A comment in Yates' book on Bruno is about anticipating advanced communication technology by renaissance hermetics. Interestingly they themself had no idea about what they were dreaming about, they thought it was cryptology or higher magics. E.g. Trithemius' Steganographia, which was only recently decrypted, expresses an idea of ubiquituous, alphabetfree and private communication and suitably coding algorithms as if it's 16th century author would have somehow listened a lecture on computer science and try to get an idea of it by his renaissance concepts. Later anticipations are about online gaming and laptops, reconstructed in this facinating museum.
I find the way of the early anticipations very strange. They are much more detailed than I would expect, much more detailed than the general nature of the anticipated idea. About the later, the anticipators obviously could only speculate wildly. I would expect the opposite relation, e.g. like in the invention of human flight: First, the general idea was clearly perceived and then, over centuries, decreasingly absurd and increasingly working technologies build, from Icarus over Leonardo to Lilienthal. But early technology anticipations like Trithemius' look somewhat more like someone in the middle ages constructing grotesque structures of metal wheels, pipes, blades and grids, telling something about clocks or art, and centuries later one would identify that with some crude imitation of a part of an aircraft turbine. And perhaps this analogy is the core for understanding renaissance hermetism in general? They anticipated in a crude way science without knowing it. Imagine you would tell a bright, but uneducated kid about your work - searching the meaning of difficult texts, looking for terminologies and definitions, catching ideas and insights which suddenly enable one to perform real world tasks like looking under some planet's surface - the kid's playfull imitation would look very similar to renaissance scholars.
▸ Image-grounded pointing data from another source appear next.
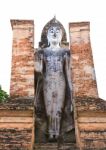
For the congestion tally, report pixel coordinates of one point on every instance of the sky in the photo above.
(41, 11)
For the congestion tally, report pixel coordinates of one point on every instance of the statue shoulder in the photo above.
(67, 51)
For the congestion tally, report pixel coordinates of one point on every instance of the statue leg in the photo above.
(54, 95)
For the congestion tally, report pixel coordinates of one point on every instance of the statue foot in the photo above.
(53, 138)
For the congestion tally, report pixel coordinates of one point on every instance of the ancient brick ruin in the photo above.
(17, 118)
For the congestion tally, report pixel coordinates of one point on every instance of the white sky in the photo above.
(41, 11)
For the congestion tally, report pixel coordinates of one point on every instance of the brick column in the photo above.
(22, 71)
(82, 67)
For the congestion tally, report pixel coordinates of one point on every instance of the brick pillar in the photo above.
(22, 71)
(82, 67)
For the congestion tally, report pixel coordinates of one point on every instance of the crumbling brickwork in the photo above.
(22, 72)
(82, 67)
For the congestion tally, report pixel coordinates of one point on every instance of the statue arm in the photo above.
(38, 63)
(68, 76)
(68, 69)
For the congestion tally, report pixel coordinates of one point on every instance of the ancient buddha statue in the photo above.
(54, 64)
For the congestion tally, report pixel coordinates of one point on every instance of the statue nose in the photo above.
(54, 34)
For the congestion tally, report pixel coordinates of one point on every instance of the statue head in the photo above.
(53, 23)
(54, 35)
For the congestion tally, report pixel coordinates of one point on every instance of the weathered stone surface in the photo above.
(55, 146)
(22, 73)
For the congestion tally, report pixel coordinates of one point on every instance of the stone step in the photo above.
(55, 146)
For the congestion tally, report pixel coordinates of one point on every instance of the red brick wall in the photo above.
(82, 67)
(22, 72)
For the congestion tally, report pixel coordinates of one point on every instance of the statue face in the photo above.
(54, 35)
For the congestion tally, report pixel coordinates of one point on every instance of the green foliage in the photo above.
(3, 95)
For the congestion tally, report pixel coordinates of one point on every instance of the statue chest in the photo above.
(53, 62)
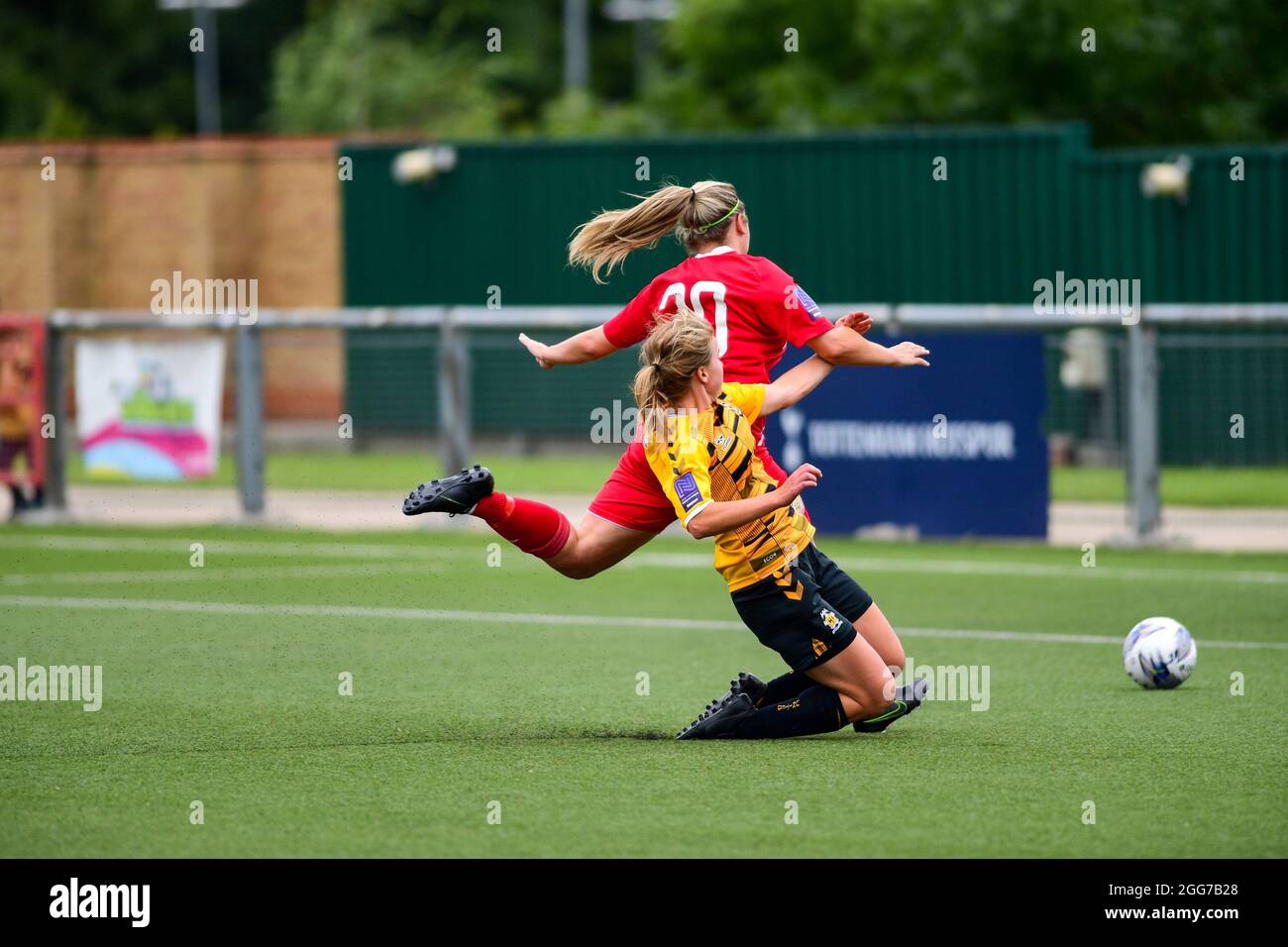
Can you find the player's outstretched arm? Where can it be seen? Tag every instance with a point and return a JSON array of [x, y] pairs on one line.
[[578, 350], [844, 344], [719, 517], [795, 384]]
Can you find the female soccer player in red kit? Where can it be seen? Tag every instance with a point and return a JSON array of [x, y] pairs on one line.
[[756, 311]]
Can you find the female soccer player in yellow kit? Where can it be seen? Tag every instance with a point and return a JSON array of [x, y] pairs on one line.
[[699, 446]]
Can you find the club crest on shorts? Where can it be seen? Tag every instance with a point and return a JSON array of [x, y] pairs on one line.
[[687, 491]]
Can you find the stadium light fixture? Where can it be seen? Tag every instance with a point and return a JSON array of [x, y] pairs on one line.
[[206, 65], [632, 11], [1167, 179], [423, 163]]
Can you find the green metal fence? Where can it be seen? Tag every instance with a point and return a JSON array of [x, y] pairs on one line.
[[851, 217]]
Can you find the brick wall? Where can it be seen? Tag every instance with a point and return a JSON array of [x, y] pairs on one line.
[[120, 214]]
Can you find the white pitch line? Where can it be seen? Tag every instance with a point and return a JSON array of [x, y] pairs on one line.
[[215, 574], [645, 560], [539, 618], [996, 569], [344, 551]]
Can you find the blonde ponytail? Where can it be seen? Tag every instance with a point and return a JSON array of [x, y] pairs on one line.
[[697, 214], [671, 355]]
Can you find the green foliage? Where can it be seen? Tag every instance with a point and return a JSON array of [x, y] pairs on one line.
[[1162, 69]]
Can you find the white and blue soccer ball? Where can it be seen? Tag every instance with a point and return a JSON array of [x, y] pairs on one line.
[[1159, 654]]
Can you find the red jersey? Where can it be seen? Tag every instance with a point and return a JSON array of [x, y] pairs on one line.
[[755, 308], [756, 311]]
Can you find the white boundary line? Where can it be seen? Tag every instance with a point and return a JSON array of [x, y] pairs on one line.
[[645, 560], [218, 574], [537, 618]]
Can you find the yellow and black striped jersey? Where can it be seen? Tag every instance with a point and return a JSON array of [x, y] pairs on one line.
[[711, 457]]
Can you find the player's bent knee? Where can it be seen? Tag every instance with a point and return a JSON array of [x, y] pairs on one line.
[[896, 659]]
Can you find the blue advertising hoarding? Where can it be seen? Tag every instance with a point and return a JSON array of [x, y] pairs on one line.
[[953, 450]]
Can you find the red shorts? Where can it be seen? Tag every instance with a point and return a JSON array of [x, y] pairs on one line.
[[632, 497]]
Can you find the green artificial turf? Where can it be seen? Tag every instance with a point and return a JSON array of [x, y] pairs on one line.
[[526, 694]]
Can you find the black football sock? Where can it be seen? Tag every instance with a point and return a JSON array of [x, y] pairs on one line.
[[787, 685], [814, 710]]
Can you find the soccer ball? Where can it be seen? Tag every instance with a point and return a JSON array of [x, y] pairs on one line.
[[1159, 654]]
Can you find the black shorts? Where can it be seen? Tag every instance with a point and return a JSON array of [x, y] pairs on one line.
[[805, 613]]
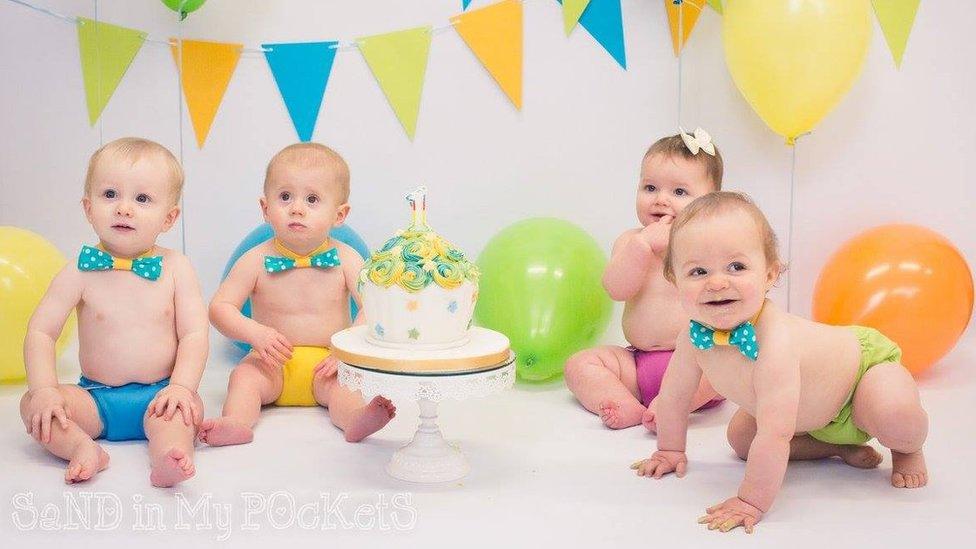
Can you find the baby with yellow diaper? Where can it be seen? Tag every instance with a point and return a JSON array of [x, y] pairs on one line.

If parts of renaissance hermetism can be viewed as anticipatoric imitation of science, future science could regress into similar ways, as Herbert W. Franke told in the sad story of "Einsteins Erben". He tells how living in an environment mixed with advanced pseudo-autonomous technology could led people back into Plato's cave of a mentality consisting of fairy tales, rituals and taboos - like modern information technology may start to do. Then, the spirit of science would vanish, imitated fragments of memory of science would only exist as empty cult.